Reaching tree line we saw the other hiker had advanced toward the peak.  The sky was mostly cloudy, but the clouds were largely horizontal.  The breeze was modest and the air was now cold.  We started into the alpine lawn.  At first we followed the trail, but when the meadow opened up, I suggested I walk to the side of the trail to increase our odds of flushing a bird.  We walked in parallel about fifty meters apart.  At a promising location I pulled out my I-pod and played one round of White-tailed Ptarmigan calls.  As I did so Anne saw a bird spring from the grass near her and fly past me.  I frantically tried to turn off the machine and call to her not sure she had seen the bird.  I saw its white wings and recognized our quarry.  It passed ten feet over my head and had continued over the ridge top. 

In moments I pocketed the I-pod and began walking toward the slope where the bird had disappeared.  Slowing I began to scan and soon spotted the bird tacking back toward me on the ground.  It clearly was not happy to hear the call on its territory.  Anne came up next to me and we observed the bird approach to about fifteen meters and stand on a rock.  Then it began calling.  Watching the cock, we observed movement in the meadow near it and eventually observed two hens and at least half a dozen chicks coursing in search of breakfast. 

We kissed, Anne snapped a few photos, and we continued to the peak excited and relieved that we had found this bird.  Other climbers joined us at the top where we lunched.  The abrupt point of Lizard Head Mountain was a focus of our attention.  The greater summit of Wilson Mountain remained hidden in clouds.  We never saw it.  Before storms developed in the afternoon, we had started down. 

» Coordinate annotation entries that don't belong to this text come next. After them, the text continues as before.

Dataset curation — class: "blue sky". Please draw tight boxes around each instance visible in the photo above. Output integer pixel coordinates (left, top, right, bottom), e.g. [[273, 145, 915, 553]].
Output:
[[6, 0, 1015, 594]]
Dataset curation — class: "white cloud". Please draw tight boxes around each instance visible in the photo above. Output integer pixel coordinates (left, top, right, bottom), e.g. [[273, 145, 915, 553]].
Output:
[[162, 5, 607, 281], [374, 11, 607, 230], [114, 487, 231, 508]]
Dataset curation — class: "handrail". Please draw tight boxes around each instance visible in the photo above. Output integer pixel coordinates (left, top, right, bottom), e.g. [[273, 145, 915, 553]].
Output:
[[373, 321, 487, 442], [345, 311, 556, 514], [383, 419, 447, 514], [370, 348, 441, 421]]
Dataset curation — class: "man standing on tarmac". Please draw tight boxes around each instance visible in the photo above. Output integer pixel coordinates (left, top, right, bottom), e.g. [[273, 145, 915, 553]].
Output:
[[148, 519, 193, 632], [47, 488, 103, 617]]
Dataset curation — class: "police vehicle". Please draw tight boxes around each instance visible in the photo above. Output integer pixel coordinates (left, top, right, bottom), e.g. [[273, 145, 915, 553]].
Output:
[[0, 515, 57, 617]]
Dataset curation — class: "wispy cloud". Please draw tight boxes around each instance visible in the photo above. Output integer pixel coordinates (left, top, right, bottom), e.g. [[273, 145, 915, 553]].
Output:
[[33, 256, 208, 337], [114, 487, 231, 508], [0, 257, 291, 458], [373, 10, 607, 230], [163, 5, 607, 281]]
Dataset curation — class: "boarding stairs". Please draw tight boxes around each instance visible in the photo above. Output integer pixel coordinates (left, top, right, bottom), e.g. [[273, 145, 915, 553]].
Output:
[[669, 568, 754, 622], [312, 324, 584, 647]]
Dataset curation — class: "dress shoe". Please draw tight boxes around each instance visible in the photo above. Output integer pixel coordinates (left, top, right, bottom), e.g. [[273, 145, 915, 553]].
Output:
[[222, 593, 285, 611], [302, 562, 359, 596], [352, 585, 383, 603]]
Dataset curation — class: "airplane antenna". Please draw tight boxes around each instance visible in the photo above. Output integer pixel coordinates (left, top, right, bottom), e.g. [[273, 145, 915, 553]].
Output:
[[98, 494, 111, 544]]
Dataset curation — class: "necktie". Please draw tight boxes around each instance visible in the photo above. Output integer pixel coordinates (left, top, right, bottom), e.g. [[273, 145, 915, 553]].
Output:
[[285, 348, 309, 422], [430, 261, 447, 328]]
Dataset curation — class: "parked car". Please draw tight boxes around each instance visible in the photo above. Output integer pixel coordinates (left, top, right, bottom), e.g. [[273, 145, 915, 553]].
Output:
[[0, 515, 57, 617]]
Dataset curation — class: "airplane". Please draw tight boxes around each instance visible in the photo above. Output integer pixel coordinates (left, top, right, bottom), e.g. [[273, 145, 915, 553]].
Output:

About a hundred meters from the peak we saw a hen ptarmigan standing on a rock but a few meters from the trail.  Watching her we observed several chicks feeding in the meadow there.  We snapped her picture and gently walked past.  She stepped nervously off the rock, murmured to her brood, and they began walking off.

We arrived at the car just as the rain started.  We enjoyed a fine hike, fabulous scenery, lively wildflowers, and views of a bird that threatened to become a nemesis.  Birding at its finest.